Hamoudi si era rivolto al Tribunale dell’Unione Europea fornendo le prove del respingimento illegale e chiedendo di ottenere un risarcimento da parte di Frontex per il danno morale subito. I giudici di primo grado avevano però respinto il suo caso, ritenendo che le prove fossero “manifestamente insufficienti” a sostegno delle sue accuse.
Quindi il ricorso contro l’ordinanza dinanzi alla Corte di giustizia Ue, che ha ribaltato il quadro. Secondo i giudici del Lussemburgo il Tribunale “ha leso il diritto del ricorrente ad una tutela giurisdizionale effettiva, non avendo correttamente applicato le regole disciplinanti l’onere della prova e l’acquisizione delle prove nel contesto di un presunto respingimento sommario implicante Frontex”, si legge nelle motivazioni riportate dall’Agi. “Tenuto conto della difficoltà o persino dell’impossibilità per le vittime di un respingimento siffatto di raccogliere prove concludenti di quest’ultimo, nonché del fatto che prove simili possono essere detenute da Frontex – si legge in una nota della Corte Ue – il rispetto del diritto ad una tutela giurisdizionale effettiva impone di adeguare tale onere della prova.
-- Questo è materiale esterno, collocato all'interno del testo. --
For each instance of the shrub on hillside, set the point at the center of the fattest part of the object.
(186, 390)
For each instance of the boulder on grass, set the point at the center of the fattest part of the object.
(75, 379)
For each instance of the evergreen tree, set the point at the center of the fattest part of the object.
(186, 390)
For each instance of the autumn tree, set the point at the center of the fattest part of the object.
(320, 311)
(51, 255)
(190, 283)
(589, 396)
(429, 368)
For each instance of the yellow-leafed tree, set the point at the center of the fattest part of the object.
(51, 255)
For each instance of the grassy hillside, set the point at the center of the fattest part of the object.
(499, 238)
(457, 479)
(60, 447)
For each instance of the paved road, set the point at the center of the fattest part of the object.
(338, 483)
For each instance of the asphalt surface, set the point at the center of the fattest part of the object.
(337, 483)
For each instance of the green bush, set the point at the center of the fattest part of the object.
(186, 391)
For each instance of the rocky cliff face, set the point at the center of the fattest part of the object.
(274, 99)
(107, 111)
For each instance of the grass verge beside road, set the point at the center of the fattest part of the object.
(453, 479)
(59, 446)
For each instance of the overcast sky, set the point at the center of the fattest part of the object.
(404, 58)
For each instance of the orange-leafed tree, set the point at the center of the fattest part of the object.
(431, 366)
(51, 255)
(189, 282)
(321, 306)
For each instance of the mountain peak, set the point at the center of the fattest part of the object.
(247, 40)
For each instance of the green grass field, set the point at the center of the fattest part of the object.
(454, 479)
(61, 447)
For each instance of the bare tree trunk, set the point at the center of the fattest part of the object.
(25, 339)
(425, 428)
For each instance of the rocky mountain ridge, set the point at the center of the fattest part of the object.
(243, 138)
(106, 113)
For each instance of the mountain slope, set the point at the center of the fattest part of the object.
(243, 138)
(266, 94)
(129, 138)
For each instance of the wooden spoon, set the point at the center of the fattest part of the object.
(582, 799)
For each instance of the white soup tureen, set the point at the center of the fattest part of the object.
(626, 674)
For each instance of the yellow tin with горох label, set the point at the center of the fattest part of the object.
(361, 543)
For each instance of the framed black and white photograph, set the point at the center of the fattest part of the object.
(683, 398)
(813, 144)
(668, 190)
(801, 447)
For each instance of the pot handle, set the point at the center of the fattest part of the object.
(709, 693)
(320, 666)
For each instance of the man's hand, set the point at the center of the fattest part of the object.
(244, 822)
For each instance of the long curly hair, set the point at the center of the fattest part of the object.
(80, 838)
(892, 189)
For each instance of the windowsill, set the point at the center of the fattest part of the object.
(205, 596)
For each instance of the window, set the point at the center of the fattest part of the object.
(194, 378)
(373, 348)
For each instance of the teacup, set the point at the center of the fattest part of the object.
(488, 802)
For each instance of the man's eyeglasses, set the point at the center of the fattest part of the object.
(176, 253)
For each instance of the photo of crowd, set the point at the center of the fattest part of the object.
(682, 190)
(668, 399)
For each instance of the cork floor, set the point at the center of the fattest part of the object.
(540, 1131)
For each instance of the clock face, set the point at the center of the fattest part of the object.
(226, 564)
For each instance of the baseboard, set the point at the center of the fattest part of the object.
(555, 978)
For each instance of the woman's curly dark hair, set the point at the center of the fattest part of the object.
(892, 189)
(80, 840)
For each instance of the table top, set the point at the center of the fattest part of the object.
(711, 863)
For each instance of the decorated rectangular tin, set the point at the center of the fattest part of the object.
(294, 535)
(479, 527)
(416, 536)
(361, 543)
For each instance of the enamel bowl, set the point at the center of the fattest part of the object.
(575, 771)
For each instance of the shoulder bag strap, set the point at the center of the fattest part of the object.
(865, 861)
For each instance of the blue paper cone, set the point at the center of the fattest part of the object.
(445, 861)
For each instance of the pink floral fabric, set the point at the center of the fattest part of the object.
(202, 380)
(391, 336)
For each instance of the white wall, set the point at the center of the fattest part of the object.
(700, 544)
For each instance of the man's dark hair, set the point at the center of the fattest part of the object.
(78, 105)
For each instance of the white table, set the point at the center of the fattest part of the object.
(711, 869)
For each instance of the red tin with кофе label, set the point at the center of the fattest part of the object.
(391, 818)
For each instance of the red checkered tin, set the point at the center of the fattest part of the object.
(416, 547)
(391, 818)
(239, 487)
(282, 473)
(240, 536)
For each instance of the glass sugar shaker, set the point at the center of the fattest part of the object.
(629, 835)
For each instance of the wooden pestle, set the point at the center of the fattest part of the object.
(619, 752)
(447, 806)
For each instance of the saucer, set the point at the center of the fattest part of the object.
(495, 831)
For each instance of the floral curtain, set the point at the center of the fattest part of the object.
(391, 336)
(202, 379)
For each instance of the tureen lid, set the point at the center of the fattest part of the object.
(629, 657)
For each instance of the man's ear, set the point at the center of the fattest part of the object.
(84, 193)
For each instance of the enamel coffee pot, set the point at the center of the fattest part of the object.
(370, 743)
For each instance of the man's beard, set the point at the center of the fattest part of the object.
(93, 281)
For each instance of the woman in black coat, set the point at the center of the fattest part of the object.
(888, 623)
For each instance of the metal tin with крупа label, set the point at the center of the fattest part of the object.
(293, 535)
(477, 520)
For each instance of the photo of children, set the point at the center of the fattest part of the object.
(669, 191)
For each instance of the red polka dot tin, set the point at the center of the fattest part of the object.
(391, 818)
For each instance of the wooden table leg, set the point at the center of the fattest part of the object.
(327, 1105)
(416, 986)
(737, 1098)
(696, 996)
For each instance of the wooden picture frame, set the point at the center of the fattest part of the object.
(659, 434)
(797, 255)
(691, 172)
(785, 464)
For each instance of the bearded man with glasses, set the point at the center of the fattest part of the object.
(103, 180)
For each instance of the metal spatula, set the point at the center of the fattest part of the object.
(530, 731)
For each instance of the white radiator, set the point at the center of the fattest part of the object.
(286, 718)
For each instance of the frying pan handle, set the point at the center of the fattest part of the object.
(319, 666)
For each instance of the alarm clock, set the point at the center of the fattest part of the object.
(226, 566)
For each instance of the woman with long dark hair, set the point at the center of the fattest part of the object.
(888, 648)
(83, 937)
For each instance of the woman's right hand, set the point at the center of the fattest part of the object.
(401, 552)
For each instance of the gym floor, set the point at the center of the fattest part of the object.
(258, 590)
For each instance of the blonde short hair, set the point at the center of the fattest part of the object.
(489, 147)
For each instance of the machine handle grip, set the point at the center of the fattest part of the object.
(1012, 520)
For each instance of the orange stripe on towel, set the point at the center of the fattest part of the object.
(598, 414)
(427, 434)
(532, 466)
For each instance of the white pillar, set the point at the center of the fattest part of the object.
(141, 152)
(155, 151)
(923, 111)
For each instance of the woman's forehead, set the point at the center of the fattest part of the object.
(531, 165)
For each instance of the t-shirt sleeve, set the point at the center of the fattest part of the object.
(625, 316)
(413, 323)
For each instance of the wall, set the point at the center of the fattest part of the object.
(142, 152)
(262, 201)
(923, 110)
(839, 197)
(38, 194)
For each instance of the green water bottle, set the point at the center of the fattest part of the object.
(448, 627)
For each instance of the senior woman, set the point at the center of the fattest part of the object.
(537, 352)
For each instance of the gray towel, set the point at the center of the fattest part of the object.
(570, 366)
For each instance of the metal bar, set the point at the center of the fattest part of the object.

Pertanto, qualora un ricorrente che pretende di essere vittima di un respingimento sommario fornisca elementi sufficientemente dettagliati, specifici e concordanti per costituire un principio di prova, il Tribunale ha l’obbligo di istruire la causa al fine di poter appurare il reale verificarsi di tale respingimento e la presenza del ricorrente in occasione di quest’ultimo”. Nel caso di specie, quindi, il Tribunale avrebbe dovuto adottare delle misure per ottenere da Frontex tutte le informazioni pertinenti di cui dispone. La causa, conclude la nota della Corte Ue, “è stata quindi rinviata al Tribunale, che dovrà statuire nuovamente rispettando il diritto a una tutela giurisdizionale effettiva”.
La seconda pronuncia della Corte di giustizia Ue riguarda invece una famiglia di cittadini siriani di etnia curda, composta dai genitori e i loro quattro figli, giunti sull’isola greca di Milos il 9 ottobre 2016, dove avevano espresso l’intenzione di presentare una domanda di protezione internazionale.
Tuttavia, solo pochi giorni dopo, la famiglia era stata trasferita in Turchia a seguito di un’operazione congiunta di rimpatrio condotta dalla Grecia e da Frontex. Temendo di essere rimpatriata in Siria dalle autorità turche, la famiglia era poi fuggita in Iraq.
Ritenendo che il trasferimento in Turchia costituisse un respingimento illegittimo e che, durante il trasferimento, fossero stati violati i suoi diritti fondamentali, la famiglia aveva presentato reclamo a Frontex, che lo aveva poi respinto. La famiglia curda aveva poi chiesto al Tribunale dell’Unione Europea di condannare Frontex al risarcimento del danno morale subito.
Nel 2023 il Tribunale aveva respinto il ricorso presentato dalla famiglia per mancanza di nesso causale tra il comportamento asseritamente illegittimo di Frontex e il danno subito. In fase di impugnazione la Corte di Giustizia Ue ha annullato gran parte di quella sentenza, rinviando la causa dinanzi ad esso tenendo conto degli obblighi di Frontex in materia di tutela dei diritti fondamentali delle persone soggette a operazioni congiunte di rimpatrio. In particolare i giudici del Lussemburgo rilevano come il Tribunale dell’Ue abbia sbagliato nel considerare che Frontex fornisse solo assistenza tecnica e operativa agli Stati membri, senza dover verificare l’esistenza di una decisione di rimpatrio.